A recent U.S. government report focused on the plight of Iraq's Christian minority. U.S. diplomats and legislators are worried, too.

"I think the Christians are caught in the middle of a horrible situation," said U.S. Rep. Anna Eshoo, a California Democrat of Assyrian and Armenian ancestry.

She said Iraqi Christians are suffering as a result of "religious cleansing," and she has urged more help for minorities who have fled their homes in Iraq.

The Iraqi government has worked to be inclusive and accepting toward Christians, but daily intimidation has cowed the Christian community, with crosses removed from churches, priests afraid to wear their clerical garb, the faithful reluctant to attend church, and churches hiring private security guards.

Iraq's Christian population has fallen from as many as 1.4 million in 2003 to between 500,000 and 700,000 more recently, according to the U.S. Commission on International Religious Freedom.

A recent commission report outlined chilling abuse that Christians suffer in Muslim-dominated Iraq.

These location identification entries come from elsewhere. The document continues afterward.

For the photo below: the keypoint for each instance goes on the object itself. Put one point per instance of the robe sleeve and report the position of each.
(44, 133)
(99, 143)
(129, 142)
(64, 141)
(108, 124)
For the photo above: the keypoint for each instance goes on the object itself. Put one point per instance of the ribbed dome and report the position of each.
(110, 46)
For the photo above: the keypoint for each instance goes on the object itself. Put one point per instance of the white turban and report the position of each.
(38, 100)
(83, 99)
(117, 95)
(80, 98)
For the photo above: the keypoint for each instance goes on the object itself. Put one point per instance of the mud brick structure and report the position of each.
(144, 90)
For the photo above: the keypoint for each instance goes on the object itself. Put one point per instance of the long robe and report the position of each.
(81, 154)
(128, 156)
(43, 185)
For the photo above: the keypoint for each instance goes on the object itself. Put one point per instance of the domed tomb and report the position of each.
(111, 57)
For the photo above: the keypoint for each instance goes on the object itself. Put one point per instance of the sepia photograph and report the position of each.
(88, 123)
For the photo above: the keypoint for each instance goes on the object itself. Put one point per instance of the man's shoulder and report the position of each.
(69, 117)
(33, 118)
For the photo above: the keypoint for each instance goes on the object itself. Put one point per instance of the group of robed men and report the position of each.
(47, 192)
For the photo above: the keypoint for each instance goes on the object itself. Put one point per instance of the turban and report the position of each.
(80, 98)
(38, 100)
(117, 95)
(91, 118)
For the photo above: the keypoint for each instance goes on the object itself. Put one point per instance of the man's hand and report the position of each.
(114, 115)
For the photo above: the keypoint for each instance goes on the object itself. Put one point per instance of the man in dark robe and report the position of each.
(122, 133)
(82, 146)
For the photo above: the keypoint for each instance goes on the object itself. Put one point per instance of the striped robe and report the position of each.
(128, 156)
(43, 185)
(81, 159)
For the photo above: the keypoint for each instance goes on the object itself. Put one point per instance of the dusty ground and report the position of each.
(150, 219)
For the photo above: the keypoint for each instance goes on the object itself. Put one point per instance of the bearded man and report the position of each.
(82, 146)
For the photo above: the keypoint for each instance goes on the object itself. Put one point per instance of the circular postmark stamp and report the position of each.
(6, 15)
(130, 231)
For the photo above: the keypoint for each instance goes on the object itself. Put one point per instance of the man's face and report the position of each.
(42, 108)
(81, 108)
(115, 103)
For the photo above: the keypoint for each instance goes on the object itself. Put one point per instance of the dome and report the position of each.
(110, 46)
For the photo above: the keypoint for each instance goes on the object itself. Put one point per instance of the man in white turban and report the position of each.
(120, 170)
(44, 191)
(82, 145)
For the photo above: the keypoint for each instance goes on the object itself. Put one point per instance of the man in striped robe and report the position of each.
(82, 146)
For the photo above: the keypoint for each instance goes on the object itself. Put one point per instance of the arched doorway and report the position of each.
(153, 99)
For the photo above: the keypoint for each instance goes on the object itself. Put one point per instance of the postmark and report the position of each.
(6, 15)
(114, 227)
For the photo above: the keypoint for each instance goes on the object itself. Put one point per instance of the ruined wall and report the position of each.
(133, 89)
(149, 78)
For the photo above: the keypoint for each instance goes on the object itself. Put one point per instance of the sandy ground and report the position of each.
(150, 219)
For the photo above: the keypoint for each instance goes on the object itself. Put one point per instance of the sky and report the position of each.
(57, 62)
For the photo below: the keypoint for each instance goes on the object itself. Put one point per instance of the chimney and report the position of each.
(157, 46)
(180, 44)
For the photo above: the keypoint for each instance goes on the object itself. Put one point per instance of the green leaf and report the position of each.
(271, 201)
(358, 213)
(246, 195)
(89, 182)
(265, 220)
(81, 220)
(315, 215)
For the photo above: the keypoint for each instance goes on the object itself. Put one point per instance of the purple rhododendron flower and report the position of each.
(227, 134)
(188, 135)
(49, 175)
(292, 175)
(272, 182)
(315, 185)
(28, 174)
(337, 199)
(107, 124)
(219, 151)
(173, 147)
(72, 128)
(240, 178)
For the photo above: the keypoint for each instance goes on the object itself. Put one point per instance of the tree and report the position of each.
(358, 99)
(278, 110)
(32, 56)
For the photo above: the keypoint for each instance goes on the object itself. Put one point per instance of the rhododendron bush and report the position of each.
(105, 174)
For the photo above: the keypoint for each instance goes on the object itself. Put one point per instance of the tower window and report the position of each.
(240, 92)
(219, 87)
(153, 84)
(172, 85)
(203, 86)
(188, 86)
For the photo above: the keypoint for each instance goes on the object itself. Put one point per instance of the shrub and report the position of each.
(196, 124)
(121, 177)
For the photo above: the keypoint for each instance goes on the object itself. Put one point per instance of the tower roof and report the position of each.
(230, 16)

It sounded an alarm about the treatment of minorities such as Chaldo-Assyrian Christians, an ancient people who embraced the Christian faith in its early years and still speak a form of Aramaic, the language of Jesus.

The community has endured displacement, killings and kidnappings, with churches being attacked and occupied.

The U.S. State Department's International Religious Freedom Report for 2008 says two-thirds of Christians in Iraq are Chaldeans, a branch of the Catholic Church. Almost a third are from the Assyrian Church of the East. The rest include Syriac Christians, who are Eastern Orthodox; Armenians, both Roman Catholic and Eastern Orthodox; and Anglicans and other Protestants.

Christians and other minorities represented about 3 percent of Iraq's population before 2003, but many have fled to Jordan, Syria, Lebanon, Turkey, and other countries.